Seriously ya'll....my brain was on overload....so grab a martini (I don't care if it IS only 9 in the morning - you know at least ONE person in your house has already annoyed the hot mess outta you) and enjoy the ride because I am about to go there.

Don't like it? Blame it on the meds...

Remember being 17,18,errr...21, and going to your very first "adult" shop? Remember that? Being all nervous and embarrassed, and not wanting to look ANYONE in the eye for fear that they will know that you're either a: single, b: a virgin, or c: a single virgin, and they may try to hit on you....Remember looking at all the oblong shaped "toys" hanging on the walls, and the "ring for his thing" that supposedly added time to the so-called blessed event? *Newsflash newbies - they don't add time, they just make penii (that's my made up plural version of 'penis' - it's rather fun to say...bet you can't say it without smirking) look like a purple hot dog accompanied by oversized easter eggs* Remember when you first laid eyes on "THE ONE". You know which one I'm talking about. No...not the hot lacrosse player in the popular fraternity with the blonde hair and gorgeous green eyes that kept eyeing you from across the dance floor (yes...yes....my memory IS that clear, and he WAS that hot).
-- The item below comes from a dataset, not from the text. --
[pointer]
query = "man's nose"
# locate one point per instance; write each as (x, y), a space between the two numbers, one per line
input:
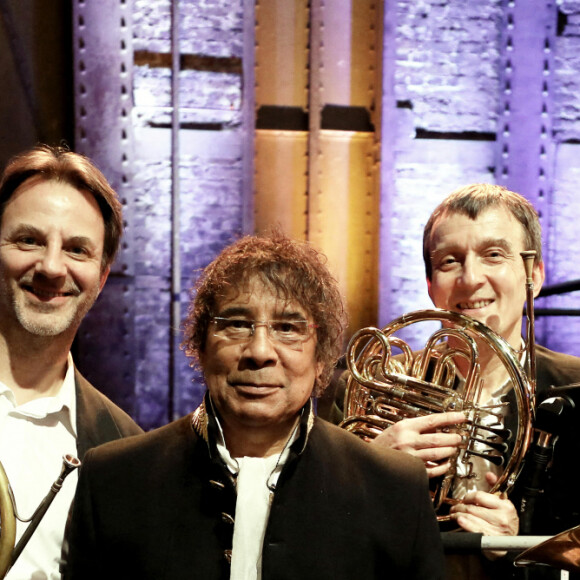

Not him...I'm talkin' bout THE.ONE...the one that you came home to after shitty dates and never asked you any questions, but made you feel A-MA-ZING....Remember when you were first introduced to THE RABBIT?? YESSSS!!! I KNOW YOU DO!! IT WAS AMAZING! LIFE ALTERING! EARTH SHATTERING! We told our girls about it. We told our Ob-Gyn's about it. We told our mother's about it. Well....I did. And then I regretted it because I think she prayed over me....but anyway....REMEMBER THE RABBIT???

Well, I do....however times have changed. And now The Rabbit is no longer a handy dandy replacement for man candy. It is a pet. In my daughter's classroom. Alli - The Rabbit. And she eats carrots and lettuce and some sort of weird rabbit pellet food. The Rabbit of my day took batteries. Today's rabbit takes walks. On a leash. Through the schools' courtyard.

Times.Have.Changed.

Remember when "Skinny Jeans" were called "Skin Tight", and "Dark Wash" was for old people, and "Dirty Denim" was dirty because you were outside playin' all day, not because you payed Sir Ralph $60 to run over them a few times, and shoot bebee gun pellets at them? Now my skinny jeans are dark washed. Is this so you a: can't see my booty jiggle when I walk, b: can't see the cellulite masquerading as a well traveled parade route, c: get distracted by the dark blue hue in the jeans, not the dark blue hue spreading across my lips from lack of oxygen, or d: all of the above? (If you said "d - all of the above", you are officially dead to me - I'm just sayin'). And they are definitely skin tight. Know how I know? Because when I take them off the imprint of the seam runs down my leg like an inverted racing stripe. Yes. I just admitted that. I really.just.admitted that. Perhaps I should refer to them as my "would be skinny on a skinny girl but I'm not skinny so they are more like thick, sexy, and not fully exhaling because the zipper might pop" jeans. Yeah. That sounds about right.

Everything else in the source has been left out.